As the conference proceeded I gathered that they would begin to shoot the film in some three weeks’ time, and that it would be performed entirely without script. Kanin only seemed perturbed by the fact that no one had yet been found to play the Aphrodite of Aphrodite 80 but Charles Van Stratten interposed here to assure Kanin that he himself would provide the actress.
At this eyebrows were raised knowingly. ‘Of course,’ Raymond murmured. ‘Droit de seigneur. I wonder who the next Mrs Van Stratten is?’
But Charles Van Stratten seemed unaware of these snide undertones. Catching sight of me, he excused himself and came over to us.
‘Paul Golding?’ He took my hand in a soft but warm grip. We had never met but I presumed he recognized me from the photographs in the art reviews. ‘Kanin told me you’d agreed to do the scenery.

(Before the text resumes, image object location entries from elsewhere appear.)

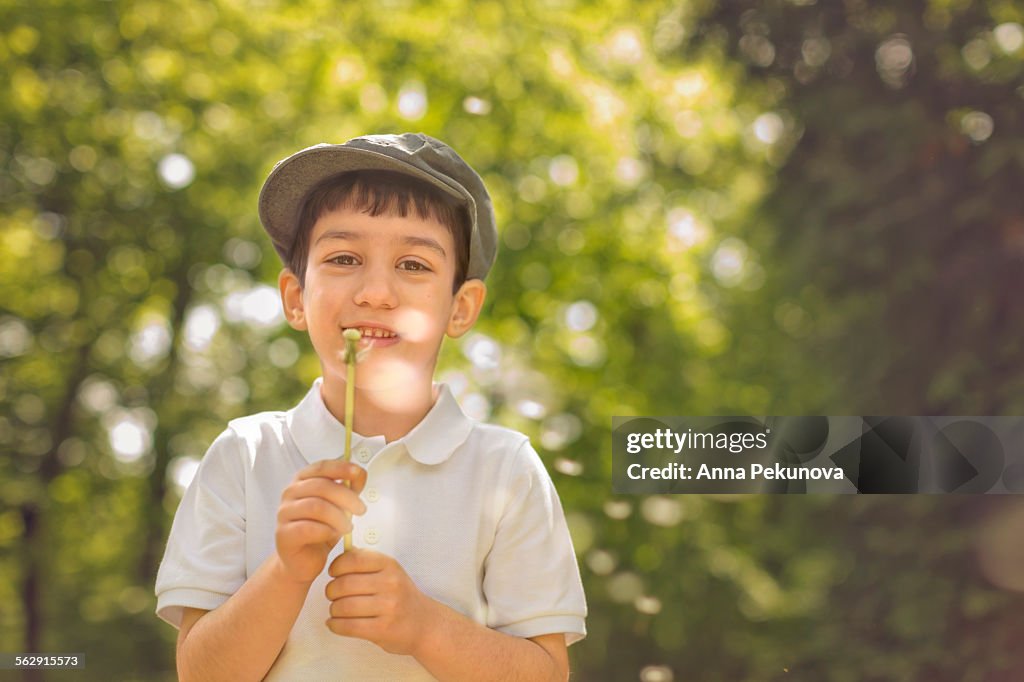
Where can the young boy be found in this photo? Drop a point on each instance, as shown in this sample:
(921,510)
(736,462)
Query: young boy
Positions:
(462,567)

It’s wonderfully encouraging.’ He spoke in a light, pleasant voice absolutely without affectation. ‘There’s so much confusion here it’s a relief to know that at least the scenic designs will be first-class.’ Before I could demur he took my arm and began to walk away along the terrace towards the hoardings in the distance. ‘Let’s get some air. Kanin will keep this up for a couple of hours at least.’
Leaving Raymond and Tony, I followed him across the huge marble squares.
‘Kanin keeps worrying about his leading actress,’ he went on. ‘Kanin always marries his latest protg — he claims it’s the only way he can make them respond fully to his direction, but I suspect there’s an old-fashioned puritan lurking within the cavalier. This time he’s going to be disappointed, though not by the actress, may I add. The Aphrodite I have in mind will outshine Mios’s.’
‘The film sounds rather ambitious,’ I commented, ‘but I’m sure Kanin is equal to it.’
‘Of course he is. He’s very nearly a genius, and that should be good enough.’ He paused for a moment, hands in the pockets of his dove-grey suit, before translating himself like a chess piece along a diagonal square. ‘It’s a fascinating subject, you know. The title is misleading, a box-office concession. The film is really Kanin’s final examination of the Orpheus legend. The whole question of the illusions which exist in any relationship to make it workable, and of the barriers we willingly accept to hide ourselves from each other. How much reality can we stand?’
We reached one of the huge hoardings that stretched away among the reefs. Jutting upwards from the spires and grottoes, it seemed to shut off half the sky, and already I felt the atmosphere of shifting illusion and reality that enclosed the whole of Lagoon West, the subtle displacement of time and space. The great hoardings seemed to be both barriers and corridors. Leading away radially from the house and breaking up the landscape, of which they revealed sudden unrelated glimpses, they introduced a curiously appealing element of uncertainty into the placid afternoon, an impression reinforced by the emptiness and enigmatic presence of the summer-house.